Une nouvelle opération de rapatriement volontaire a eu lieu ce mardi matin à 10h 00 à la Grande Barrière de Goma. Le Haut-Commissariat des Nations Unies pour les réfugiés (HCR), en collaboration avec les autorités congolaises et rwandaises, a supervisé le passage de 284 personnes vers le Rwanda.
« Nous avons traversé des situations difficiles au Congo, mais quand nous avons entendu que le HCR organisait notre rapatriement, j’ai pris la décision de rentrer chez moi au Rwanda », confie, les yeux embués, Habumugisha Mburano, l’un des rapatriés de ce mardi matin.
Comme lui, 284 personnes ont franchi la Grande Barrière de Goma pour regagner leur pays d’origine.
L’opération, supervisée par le HCR, a débuté à 10h 00. Selon les chiffres officiels, le convoi comptait 20 hommes, 72 femmes, 89 garçons et 103 filles, accompagnés de 4 encadreurs, dont trois Congolaises mariées à des Rwandais.

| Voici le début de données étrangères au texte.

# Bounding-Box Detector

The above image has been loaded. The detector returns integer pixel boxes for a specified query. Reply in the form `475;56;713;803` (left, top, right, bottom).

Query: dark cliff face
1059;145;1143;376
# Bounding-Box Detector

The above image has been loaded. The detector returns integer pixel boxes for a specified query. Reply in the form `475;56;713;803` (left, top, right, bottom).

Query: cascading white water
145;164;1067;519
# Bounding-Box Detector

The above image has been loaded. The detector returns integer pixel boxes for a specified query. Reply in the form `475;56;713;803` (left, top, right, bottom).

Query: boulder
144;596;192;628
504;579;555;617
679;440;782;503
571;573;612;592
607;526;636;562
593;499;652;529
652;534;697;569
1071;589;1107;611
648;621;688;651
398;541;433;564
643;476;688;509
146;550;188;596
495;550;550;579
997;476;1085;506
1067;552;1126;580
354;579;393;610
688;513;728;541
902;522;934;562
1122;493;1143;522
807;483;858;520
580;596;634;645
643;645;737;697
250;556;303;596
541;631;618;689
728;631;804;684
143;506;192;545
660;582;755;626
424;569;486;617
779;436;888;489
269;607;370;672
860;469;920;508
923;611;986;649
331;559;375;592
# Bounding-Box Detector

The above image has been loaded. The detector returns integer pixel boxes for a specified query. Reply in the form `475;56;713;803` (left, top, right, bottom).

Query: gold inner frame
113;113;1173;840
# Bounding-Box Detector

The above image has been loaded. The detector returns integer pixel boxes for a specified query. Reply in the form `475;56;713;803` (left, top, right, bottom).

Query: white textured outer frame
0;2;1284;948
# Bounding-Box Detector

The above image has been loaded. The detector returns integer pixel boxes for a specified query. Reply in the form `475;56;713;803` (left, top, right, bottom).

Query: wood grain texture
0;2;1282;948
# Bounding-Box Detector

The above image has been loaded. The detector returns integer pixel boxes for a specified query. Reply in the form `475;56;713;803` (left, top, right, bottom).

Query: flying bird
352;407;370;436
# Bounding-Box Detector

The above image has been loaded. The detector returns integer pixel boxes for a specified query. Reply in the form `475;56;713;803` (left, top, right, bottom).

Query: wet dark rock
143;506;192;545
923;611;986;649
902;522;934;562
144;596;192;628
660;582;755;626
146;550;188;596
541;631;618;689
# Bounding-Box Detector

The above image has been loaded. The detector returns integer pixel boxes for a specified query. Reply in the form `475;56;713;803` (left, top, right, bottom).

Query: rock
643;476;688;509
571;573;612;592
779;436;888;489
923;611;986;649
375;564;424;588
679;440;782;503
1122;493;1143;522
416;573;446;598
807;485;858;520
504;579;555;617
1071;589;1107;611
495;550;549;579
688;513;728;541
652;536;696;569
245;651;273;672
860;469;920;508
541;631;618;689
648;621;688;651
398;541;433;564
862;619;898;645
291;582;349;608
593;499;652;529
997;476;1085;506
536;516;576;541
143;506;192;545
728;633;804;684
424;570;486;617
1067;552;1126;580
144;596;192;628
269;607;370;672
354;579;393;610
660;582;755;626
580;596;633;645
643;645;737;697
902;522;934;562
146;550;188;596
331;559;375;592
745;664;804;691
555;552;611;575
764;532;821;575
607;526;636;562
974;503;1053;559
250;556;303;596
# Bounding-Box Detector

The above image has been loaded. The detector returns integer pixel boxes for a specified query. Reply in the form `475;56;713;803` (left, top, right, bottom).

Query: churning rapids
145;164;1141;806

Selon les autorités de l’AFC/M23, la plupart sont des dépendants d’anciens combattants des FDLR, restés en RDC depuis plusieurs décennies.

Pour beaucoup, ce retour au Rwanda est un soulagement après des années d’errance. Francine Sekanabo, née en RDC de parents réfugiés de 1994, raconte son choix difficile.
« Nous avons vu la guerre s’aggraver, les tracasseries, les incursions armées couplées aux tueries… Voilà pourquoi j’ai décidé de retourner au Rwanda. Mes parents sont arrivés au Congo lors de la guerre de 1994. Moi, j’y suis née, mais la vie est devenue insupportable. Mon mari vit déjà au Rwanda, et pour ne pas être enrôlés de force, nous avons choisi de le rejoindre. »
Le HCR souligne que ces opérations s’inscrivent dans son mandat de solutions durables pour les réfugiés des Grands Lacs. Chaque rapatrié bénéficie d’un accompagnement logistique et d’un suivi pour faciliter sa réintégration au Rwanda.
L’opération s’est déroulée sous surveillance sécuritaire afin d’éviter tout incident à la frontière, dans un contexte régional marqué par une forte instabilité.
Malgré la complexité de la situation sécuritaire, les Nations Unies et les deux gouvernements affirment leur volonté de poursuivre ce processus, afin de permettre à d’autres familles de retrouver leurs racines et de reconstruire leur avenir.